Most importantly, under SB 833, MediCal will only be able to make a reimbursement claim against assets that are part of the deceased MediCal recipient’s “probate estate.”  The probate estate is limited to those assets that would be included in probate.  This is important because by avoiding probate, you may also avoid MediCal Estate Recovery claims.

Effective January 1, 2017, assets that transferred into a living trust prior to the deceased settlor’s death are, therefore, not subject to MediCal Estate Recovery claims, because assets in a living trust are not probated.  The same is true for assets held as joint tenancy and/or life estate assets; these pass automatically at death without becoming part of the decedent’s probate estate.

SB 833 includes several other important protections for MediCal recipients, their families, and estates.  Medi-Cal must waive any reimbursement claim, subject to federal approval, against an estate whose principal asset is a home “of modest value,” which is defined as a property whose market value is appraised at “50 percent or less of the average price of homes” in the surrounding county as of the date of the decedent’s death. Medi-Cal will also be prohibited from recovering against an estate where the deceased beneficiary is survived by a “registered domestic partner” (Spouses are already protected under current law). Medi-Cal must also provide beneficiary recipients with timely and accurate “information about how much their estate may owe Medi-Cal when they die.”

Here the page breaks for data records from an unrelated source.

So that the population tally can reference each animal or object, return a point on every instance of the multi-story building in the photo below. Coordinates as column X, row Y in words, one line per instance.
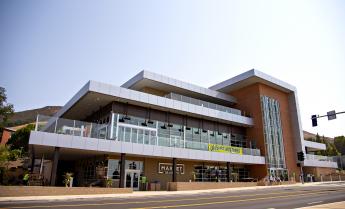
column 243, row 129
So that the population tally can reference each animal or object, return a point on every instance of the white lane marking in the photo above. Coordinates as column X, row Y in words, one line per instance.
column 314, row 202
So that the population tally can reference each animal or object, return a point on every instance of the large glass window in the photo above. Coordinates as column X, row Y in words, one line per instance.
column 209, row 173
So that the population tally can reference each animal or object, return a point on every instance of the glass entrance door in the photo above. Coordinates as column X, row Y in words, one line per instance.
column 132, row 179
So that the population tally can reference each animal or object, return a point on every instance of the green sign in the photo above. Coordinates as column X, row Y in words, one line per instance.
column 225, row 148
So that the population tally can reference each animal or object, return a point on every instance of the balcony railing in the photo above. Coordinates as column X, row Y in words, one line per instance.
column 136, row 131
column 202, row 103
column 319, row 158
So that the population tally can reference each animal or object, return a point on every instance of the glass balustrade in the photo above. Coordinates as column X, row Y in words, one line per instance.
column 319, row 158
column 137, row 130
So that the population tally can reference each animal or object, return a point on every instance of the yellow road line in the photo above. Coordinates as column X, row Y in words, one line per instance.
column 228, row 201
column 155, row 201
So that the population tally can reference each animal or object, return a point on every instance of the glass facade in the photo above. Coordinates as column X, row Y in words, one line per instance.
column 113, row 171
column 275, row 157
column 144, row 131
column 175, row 135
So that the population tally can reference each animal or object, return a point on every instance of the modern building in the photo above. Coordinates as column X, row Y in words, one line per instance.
column 165, row 130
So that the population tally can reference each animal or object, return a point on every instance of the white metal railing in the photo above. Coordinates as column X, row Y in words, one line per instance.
column 319, row 158
column 127, row 132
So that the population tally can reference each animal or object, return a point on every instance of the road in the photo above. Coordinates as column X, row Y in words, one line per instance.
column 288, row 197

This legislation is great news for low-income Californian’s and their families.  That assets held in a decedent’s revocable living trust will avoid both probate and MediCal Estate Recovery is important.  Hopefully this will motivate people who receive MediCal to consider how best to keep their assets outside of their probate estate to avoid MediCal Recovery against their estate and so protect their loved ones.